Generally speaking, references to execution_date should be replaced with logical_date, and logical date should be made nullable.

Logical_date should be a required but nullable param for triggering a dag.

Arguments in Python functions and the REST API using execution_date to look up a DAG run should be removed. The arguments should all have already been deprecated.

The execution_date key shall be removed from the task execution context.

The logical_date may still be shown to the user when useful.

New date run_after is added, and should be preferred to logical_date generally speaking.  Every dag run will have a run_after date, but not all will have a logical_date.

When logical_date is used, the run ID value should be displayed alongside it for reference if needed. In the DAGs View, for example, while the Last Run column may continue to display a date, the run ID should be shown with e.g. a tooltip when the user mouse-over the cell.

In cases where the execution date value is displayed both under execution_date and another name, the execution_date field should be removed.

The logic to generate a run_id to write a DAG run to the database should be slightly modified so it does not only rely on the logical_date field. One simple solution would be to use the ON CONFLICT (or equivalent) clause to add a short hash to the run ID when needed.

When a dag run has no logical date, if a task tries to access the logical_date (or derivative) task context attribute, KeyError should be raised.

Compatibility and Migration

As mentioned before, all current usages of execution_date are either deprecated, or already available under another name. A properly migrated code base should therefore not have any compatibility issues, and can be modified to be compatible before upgrading.

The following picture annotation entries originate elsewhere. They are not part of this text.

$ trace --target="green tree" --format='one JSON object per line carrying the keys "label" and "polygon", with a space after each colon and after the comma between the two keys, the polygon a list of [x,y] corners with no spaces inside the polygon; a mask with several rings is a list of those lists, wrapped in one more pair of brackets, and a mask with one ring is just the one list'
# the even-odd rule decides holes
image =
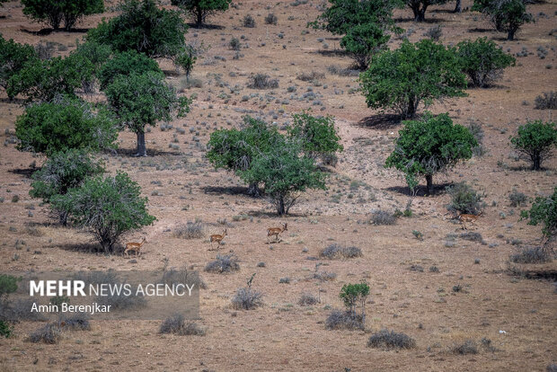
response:
{"label": "green tree", "polygon": [[508,40],[524,23],[534,22],[525,0],[474,0],[472,10],[482,13],[498,31],[507,32]]}
{"label": "green tree", "polygon": [[402,0],[403,4],[412,10],[415,22],[424,22],[426,20],[426,10],[430,5],[440,5],[448,0]]}
{"label": "green tree", "polygon": [[369,296],[369,286],[367,283],[345,284],[340,289],[339,297],[344,303],[348,312],[356,315],[356,307],[359,303],[361,309],[361,323],[366,324],[366,300]]}
{"label": "green tree", "polygon": [[120,237],[156,219],[147,213],[147,199],[128,174],[87,179],[81,187],[50,199],[51,208],[64,210],[77,226],[93,234],[105,253],[114,252]]}
{"label": "green tree", "polygon": [[358,24],[342,37],[340,47],[350,54],[360,70],[365,70],[372,56],[386,48],[390,38],[377,23]]}
{"label": "green tree", "polygon": [[[275,127],[245,116],[240,129],[218,129],[211,133],[207,158],[215,168],[223,168],[240,175],[240,172],[250,169],[258,155],[272,151],[281,137]],[[259,195],[258,183],[250,183],[250,195]]]}
{"label": "green tree", "polygon": [[288,136],[300,142],[304,154],[312,159],[342,151],[340,137],[334,128],[332,116],[314,117],[307,111],[292,115],[294,123],[288,127]]}
{"label": "green tree", "polygon": [[67,97],[27,107],[15,121],[15,135],[18,149],[48,156],[71,148],[111,147],[118,137],[106,110]]}
{"label": "green tree", "polygon": [[547,239],[545,243],[557,236],[557,187],[553,189],[553,195],[535,198],[530,210],[523,210],[520,217],[530,218],[528,225],[544,224],[542,233]]}
{"label": "green tree", "polygon": [[155,72],[119,75],[105,89],[111,110],[122,127],[137,135],[137,156],[146,156],[145,126],[158,120],[170,121],[172,114],[184,117],[190,101],[178,97],[174,89]]}
{"label": "green tree", "polygon": [[93,78],[93,64],[78,54],[41,61],[31,59],[8,80],[8,97],[23,94],[28,101],[47,102],[64,94],[75,96],[84,82]]}
{"label": "green tree", "polygon": [[552,155],[553,148],[557,145],[555,122],[528,121],[518,127],[518,133],[510,137],[510,143],[522,157],[532,162],[534,171],[539,171],[542,163]]}
{"label": "green tree", "polygon": [[249,169],[240,172],[247,183],[265,185],[265,195],[278,216],[287,214],[306,190],[325,190],[326,177],[315,167],[314,159],[301,155],[297,144],[280,142],[273,151],[256,156]]}
{"label": "green tree", "polygon": [[425,176],[428,193],[432,194],[433,175],[470,159],[477,145],[470,131],[453,124],[447,114],[425,112],[419,120],[404,122],[385,166],[402,172],[412,191],[418,185],[416,176]]}
{"label": "green tree", "polygon": [[35,21],[45,22],[54,30],[71,30],[84,15],[104,12],[102,0],[22,0],[23,14]]}
{"label": "green tree", "polygon": [[101,89],[104,90],[118,76],[127,76],[131,74],[142,75],[149,71],[159,74],[161,78],[164,77],[155,59],[136,50],[128,50],[115,53],[111,59],[101,66],[97,77]]}
{"label": "green tree", "polygon": [[455,50],[431,40],[376,56],[359,82],[368,107],[394,109],[403,119],[414,118],[420,102],[464,96],[466,87]]}
{"label": "green tree", "polygon": [[171,0],[172,5],[193,18],[196,27],[203,26],[207,17],[228,10],[231,3],[232,0]]}
{"label": "green tree", "polygon": [[155,0],[125,0],[120,8],[119,15],[89,31],[87,40],[152,58],[172,58],[183,49],[188,25],[179,12],[159,9]]}
{"label": "green tree", "polygon": [[[60,151],[47,159],[42,167],[32,174],[33,182],[29,194],[48,203],[53,196],[64,195],[70,189],[81,186],[85,179],[102,172],[101,164],[84,150],[72,148]],[[66,211],[55,212],[59,222],[66,226]]]}
{"label": "green tree", "polygon": [[474,86],[489,86],[500,78],[505,67],[515,64],[514,58],[487,38],[461,41],[456,48],[462,70]]}
{"label": "green tree", "polygon": [[0,86],[7,89],[10,77],[18,74],[23,66],[38,59],[37,53],[29,44],[19,44],[13,40],[6,40],[0,34]]}

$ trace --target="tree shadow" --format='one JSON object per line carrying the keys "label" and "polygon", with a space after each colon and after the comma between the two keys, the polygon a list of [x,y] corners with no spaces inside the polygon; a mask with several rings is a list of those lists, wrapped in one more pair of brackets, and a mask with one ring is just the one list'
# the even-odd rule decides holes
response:
{"label": "tree shadow", "polygon": [[392,129],[398,127],[402,120],[398,114],[378,114],[363,118],[358,126],[374,129]]}
{"label": "tree shadow", "polygon": [[203,23],[200,26],[198,26],[197,23],[188,23],[188,26],[194,30],[225,30],[225,26],[221,26],[220,24]]}
{"label": "tree shadow", "polygon": [[[424,196],[436,196],[442,195],[445,192],[445,190],[448,186],[452,186],[454,182],[445,182],[441,184],[434,184],[433,185],[433,193],[428,193],[428,188],[426,185],[418,185],[416,187],[416,195],[417,197],[424,197]],[[386,188],[385,190],[389,191],[393,191],[402,195],[411,195],[410,187],[408,186],[391,186]]]}
{"label": "tree shadow", "polygon": [[205,186],[201,188],[204,193],[209,195],[248,195],[248,188],[244,186]]}
{"label": "tree shadow", "polygon": [[31,174],[33,174],[36,171],[39,171],[40,168],[14,168],[8,170],[9,173],[22,175],[25,178],[31,179]]}

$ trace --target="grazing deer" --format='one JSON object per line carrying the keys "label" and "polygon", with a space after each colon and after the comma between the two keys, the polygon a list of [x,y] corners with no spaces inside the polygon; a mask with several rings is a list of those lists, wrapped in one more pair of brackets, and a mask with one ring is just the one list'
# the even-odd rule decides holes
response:
{"label": "grazing deer", "polygon": [[211,249],[213,249],[213,242],[218,243],[218,247],[220,247],[220,242],[226,236],[226,229],[225,232],[219,235],[218,234],[214,234],[209,237],[209,242],[211,242]]}
{"label": "grazing deer", "polygon": [[124,254],[126,256],[129,256],[128,252],[129,251],[133,251],[136,252],[136,257],[137,257],[137,253],[141,253],[141,246],[144,244],[145,240],[146,239],[144,237],[141,243],[126,243],[126,249],[124,250]]}
{"label": "grazing deer", "polygon": [[463,226],[463,229],[468,230],[468,228],[466,228],[466,222],[470,222],[472,226],[475,227],[475,222],[480,217],[480,216],[482,216],[482,213],[483,211],[480,212],[478,215],[459,215],[458,220]]}
{"label": "grazing deer", "polygon": [[283,231],[287,231],[288,229],[287,227],[287,224],[282,224],[282,228],[280,227],[269,227],[267,229],[267,243],[270,243],[269,242],[269,237],[275,235],[275,242],[278,241],[278,235],[283,232]]}

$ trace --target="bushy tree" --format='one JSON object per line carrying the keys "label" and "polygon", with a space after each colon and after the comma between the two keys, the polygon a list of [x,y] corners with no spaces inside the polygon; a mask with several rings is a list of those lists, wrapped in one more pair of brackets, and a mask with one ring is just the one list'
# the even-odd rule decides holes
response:
{"label": "bushy tree", "polygon": [[534,22],[526,12],[526,0],[474,0],[473,11],[482,13],[500,32],[507,32],[507,40],[513,40],[524,23]]}
{"label": "bushy tree", "polygon": [[372,56],[386,48],[390,38],[377,23],[358,24],[342,37],[340,47],[350,54],[360,70],[365,70]]}
{"label": "bushy tree", "polygon": [[8,80],[8,97],[23,94],[28,101],[47,102],[57,95],[75,96],[75,91],[93,78],[94,66],[79,54],[41,61],[31,59]]}
{"label": "bushy tree", "polygon": [[542,233],[547,242],[557,236],[557,187],[553,189],[553,193],[549,197],[535,198],[530,210],[523,210],[520,217],[530,218],[528,225],[544,224]]}
{"label": "bushy tree", "polygon": [[446,4],[448,0],[402,0],[403,4],[412,10],[415,22],[426,20],[426,11],[430,5]]}
{"label": "bushy tree", "polygon": [[340,137],[334,128],[334,118],[314,117],[307,111],[292,115],[294,123],[288,127],[288,136],[299,141],[304,154],[316,159],[342,151]]}
{"label": "bushy tree", "polygon": [[111,147],[118,137],[106,110],[67,97],[27,107],[15,121],[15,134],[18,149],[48,156],[71,148]]}
{"label": "bushy tree", "polygon": [[[258,155],[272,151],[280,138],[276,127],[245,116],[240,129],[218,129],[211,133],[207,158],[215,168],[224,168],[240,175],[241,171],[250,169]],[[258,183],[250,183],[249,194],[259,195]]]}
{"label": "bushy tree", "polygon": [[461,41],[456,48],[462,70],[474,86],[489,86],[500,78],[505,67],[515,64],[514,58],[487,38]]}
{"label": "bushy tree", "polygon": [[159,74],[161,78],[164,78],[163,71],[155,59],[136,50],[128,50],[115,53],[111,59],[101,66],[97,77],[101,89],[104,90],[118,76],[142,75],[150,71]]}
{"label": "bushy tree", "polygon": [[232,0],[171,0],[172,5],[183,10],[201,27],[207,17],[228,10]]}
{"label": "bushy tree", "polygon": [[87,40],[152,58],[172,58],[183,49],[188,25],[179,12],[159,9],[155,0],[125,0],[120,8],[119,15],[89,31]]}
{"label": "bushy tree", "polygon": [[156,219],[147,213],[147,199],[128,174],[87,179],[81,187],[50,199],[51,207],[66,211],[77,226],[91,232],[106,253],[130,230]]}
{"label": "bushy tree", "polygon": [[326,30],[334,35],[344,35],[344,48],[365,69],[374,53],[385,48],[388,31],[400,31],[392,19],[397,5],[383,0],[329,0],[330,6],[308,26]]}
{"label": "bushy tree", "polygon": [[23,14],[35,21],[45,22],[54,30],[71,30],[84,15],[104,12],[102,0],[22,0]]}
{"label": "bushy tree", "polygon": [[0,34],[0,86],[7,89],[10,77],[19,73],[31,60],[37,59],[37,53],[29,44],[6,40]]}
{"label": "bushy tree", "polygon": [[[70,189],[81,186],[83,182],[103,172],[98,161],[82,149],[68,149],[52,155],[42,167],[35,172],[31,178],[32,198],[41,198],[48,203],[55,195],[64,195]],[[67,214],[64,210],[56,210],[60,223],[66,226]]]}
{"label": "bushy tree", "polygon": [[118,75],[105,93],[118,122],[137,135],[137,156],[146,156],[146,125],[154,127],[158,120],[170,121],[174,112],[183,117],[190,111],[190,100],[178,97],[156,72]]}
{"label": "bushy tree", "polygon": [[288,213],[302,192],[325,190],[326,174],[315,167],[314,159],[304,156],[297,144],[284,141],[271,152],[255,157],[249,169],[241,171],[247,183],[262,183],[265,195],[278,216]]}
{"label": "bushy tree", "polygon": [[402,172],[412,190],[418,185],[416,177],[425,176],[429,194],[433,193],[433,175],[470,159],[473,147],[478,145],[470,131],[453,124],[447,114],[429,112],[419,120],[405,121],[394,144],[385,166]]}
{"label": "bushy tree", "polygon": [[359,82],[368,107],[394,109],[403,119],[414,118],[420,102],[463,96],[466,87],[455,50],[431,40],[376,56]]}
{"label": "bushy tree", "polygon": [[539,171],[542,163],[552,155],[557,145],[555,122],[528,121],[518,127],[518,133],[510,137],[510,143],[524,158],[532,162],[534,171]]}

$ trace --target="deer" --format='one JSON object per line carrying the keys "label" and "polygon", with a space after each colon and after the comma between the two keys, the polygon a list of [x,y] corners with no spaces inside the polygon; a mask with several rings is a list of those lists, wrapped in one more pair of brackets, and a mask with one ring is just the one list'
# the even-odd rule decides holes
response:
{"label": "deer", "polygon": [[129,256],[128,252],[129,251],[133,251],[136,252],[136,257],[137,257],[137,254],[141,253],[141,246],[145,244],[145,241],[146,239],[144,237],[141,243],[134,243],[134,242],[126,243],[126,249],[124,250],[124,254],[126,256]]}
{"label": "deer", "polygon": [[278,235],[284,232],[284,231],[287,231],[287,224],[282,224],[282,228],[281,227],[269,227],[267,229],[267,243],[270,243],[269,242],[269,237],[275,235],[275,242],[278,241]]}
{"label": "deer", "polygon": [[460,221],[460,224],[463,226],[463,229],[468,230],[468,228],[466,228],[466,222],[470,222],[472,224],[472,226],[475,227],[476,220],[482,214],[483,214],[483,211],[480,212],[478,215],[462,215],[461,214],[461,215],[458,215],[457,218]]}
{"label": "deer", "polygon": [[226,236],[226,229],[222,235],[214,234],[209,237],[209,242],[211,243],[211,250],[213,249],[213,242],[217,242],[218,244],[218,247],[220,247],[220,242]]}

One notable possibility to incompatibility is log templates, specifically the task_log_prefix_template and log_filename_template configurations. The default Airflow configuration only uses run_id exclusively in log_filename_template, but a custom configured template may still uses execution_date (which will break) or the value under another name. These configurations need to modified to either use run_id, or add another value (dag_run.id, for example) so two DAG runs don’t accidentally write to the same log file.

Airflow currently uses execution_date in task_log_prefix_template. This value is only used for display purposes in Airflow, but may be critical to identify DAG runs uniquely for third-party tools and services that consume and parse Airflow logs. The default configuration will be changed to use run_id instead. The same guidelines above apply for custom values of this configuration key.


Note: Amended 3/6/2025 to reflect the amendments as agreed on dev list.